Hopes for bumper tourist season in bin Laden town
Sunday 22 May 2011
Pakistani hoteliers in the now notorious town where Osama bin Laden was killed by elite US forces are praying the views and balmy weather still reel in bumper tourist numbers this year.
Considered one of the quietest towns in the northwest, nestled in pine-dotted hills and popular with day-trippers from the capital, Abbottabad is listed on Pakistan's official tourism website as a "popular summer resort".
The breezy language employed by the Pakistan Tourism Development Corporation promoting a "charming town" gives no hint of forces that - according to a widow of bin Laden - housed the world's most-wanted terrorist for five years.

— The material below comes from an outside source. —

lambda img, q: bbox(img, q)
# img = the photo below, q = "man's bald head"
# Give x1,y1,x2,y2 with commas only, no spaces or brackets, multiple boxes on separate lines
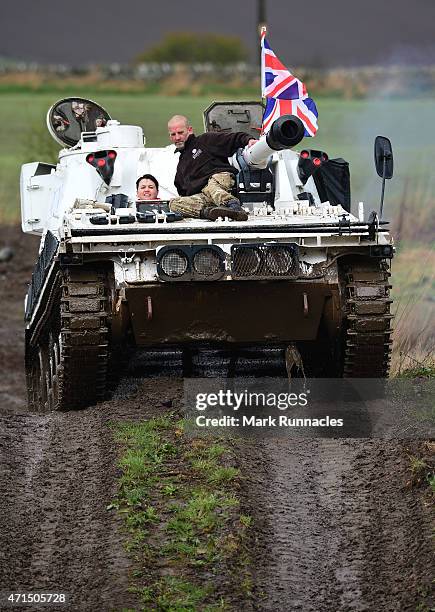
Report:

Instead it says the town is a base for trips to the beautiful Kaghan valley and recommends as "places worth visiting in and around Abbottabad" the Ilyasi mosque with its water spring, the Shimla view point and Thandiani hill resort.
Officials say the bin Laden episode might not dampen the inflow of tourists, since the peace of the city was barely disturbed and business has continued as usual. Indeed, said one, it might even be a bonus.
"I believe that tourism will not be impacted - rather, more people are coming to see the place where the incident happened," provincial secretary for tourism and culture Azam Khan told AFP.
"Abbottabad is a normal, peaceful city today as it was before."
The town is famous for its military training centres including the elite Pakistan Military Academy, but the surrounding hills attract people on short breaks from Islamabad and tourists escaping to cooler climes.
Hoteliers were upbeat, saying prospects for this summer were good.
"Praise be to God, we are doing good business and expect a full season," Hummayun Khan, manager of the Alpine hotel, told AFP.
"I don't think the recent incident will have a negative impact, because the city is still normal and peaceful and people are doing business without any fear."
Jibran Mirza, a manager at Gilani's guest house, said some people may this year prefer to go to Murree, another resort town north of Islamabad, but he did "not see any downslide" in business.
"Murree is overcrowded, so families prefer Abbottabad," he added.
Locals suspect that the comings and goings of tourists and migrants are exactly what enabled bin Laden to live there for so long undetected.
"It's a quiet town and gateway to northern areas and Kashmir," said another Pakistani security official when asked why Al-Qaeda might have considered Abbottabad as a hiding place.
"The transit nature of the city and the fact that a lot of people come from other towns and cities to escape the summer heat for a few months allow all kinds of people to stay in the city and leave without any footprints," he said.
Abbottabad is popular not just with visitors but with those looking to relocate. Its weather, peaceful reputation and the perceived security of a garrison have drawn many from other cities to work or educate their children.
There was an influx of migrants from Kashmir after the 2005 earthquake, and another from the northwestern tribal belt bordering Afghanistan after the army launched major operations against the Taliban in Waziristan and Swat in 2009.
And though it may be mainly tranquil, it is close to more troubled areas.
Abbottabad is bordered by Mansehra district in the north and in the east by Muzaffarabad, the capital of Pakistani Kashmir, where India alleges militants are trained.
To the south is the garrison city of Rawalpindi, where Taliban militants in October 2009 staged a brazen siege on the headquarters of the Pakistan army.
District police chief Karim Khan agreed that some militants might be hiding among the migrants, but claimed police had stepped up vigilance.
"About four months ago, we asked local property dealers to provide us details about the people renting houses in Abbottabad," Khan told AFP.
Asked whether religious schools might provide haven for militants, he said: "The (intelligence) agencies are regularly monitoring the madrassas."
Bin Laden's presence in the city has given rise to a political and diplomatic storm, with claims he must have had official collusion to hide there for so long.
District administration chief Zaheer Ul-Islam said bin Laden might have considered Abbottabad a secure place to hide.
"The army has been here since 1850 and we have a military academy and four military centres. This is not an ordinary city. Osama could have been here because because it's one of the most secure places."
Analyst Rahimullah Yusufzai said the town's popularity with visitors meant bin Laden could hide in plain sight.
"Abbottabad is a tourist city. It is easily accessible and (people can) live unnoticed by authorities. In summer there is rush of tourists from all parts of Pakistan," he told AFP.
"In this situation it is very likely that when the people who had links with militants were already settled in Abbottabad, that made easier for the senior militant figures to hide here - as nobody would be suspicious of newcomers."